Lebih lanjut Agus mengatakan upaya kerja sama ini juga sejalan dengan tren pengurangan emisi karbon, yang membuat sejumlah negara mencari sumber energi yang lebih bersih. Adapun negara-negara seperti Australia, Amerika Serikat, dan Filipina telah mengembangkan etanol dalam jumlah besar sebagai alternatif bahan bakar fosil.

Pemanfaatan etanol dalam energi baru dan terbarukan, kata Agus, menjadi satu alternatif untuk pengurangan gas emisi karbon dari sektor transportasi. Selain sebagai bahan bakar, etanol gula juga dapat dimanfaatkan untuk mengurangi ketergantungan terhadap gula rafinasi.

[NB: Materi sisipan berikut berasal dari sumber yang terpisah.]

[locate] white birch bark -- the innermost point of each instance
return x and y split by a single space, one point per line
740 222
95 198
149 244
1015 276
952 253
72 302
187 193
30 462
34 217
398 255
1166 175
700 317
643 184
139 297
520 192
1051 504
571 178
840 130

"Dalam konteks ini, impor gula bisa ditekan dan bahkan ke depan berpeluang berkurang sekitar 750.000 ton per tahun," ungkapnya.

Agus menyebut AKS telah memiliki pabrik gula di Dubai berkapasitas 6.000 ton gula per hari. Selain memiliki pabrik gula di Dubai, AKS juga berinvestasi di Mesir dan Spanyol. Penghasilan AKS per tahun pun diperkirakan mencapai US$ 14 miliar.

Meski demikian, Agus mengatakan kerja sama ini juga perlu diimbangkan dengan berbagai persiapan. Salah satunya dengan menyiapkan lahan perkebunan.

"Kebutuhan gula nasional sekitar 6,7 juta ton. Terdapat beberapa cara untuk mengurangi impor gula, di antaranya dengan menyiapkan lahan perkebunan tebu dan mendorong proses transformasi digital. Kehadiran AKS di Indonesia, insyaallah dapat membantu memenuhi kebutuhan gula nasional," imbuhnya.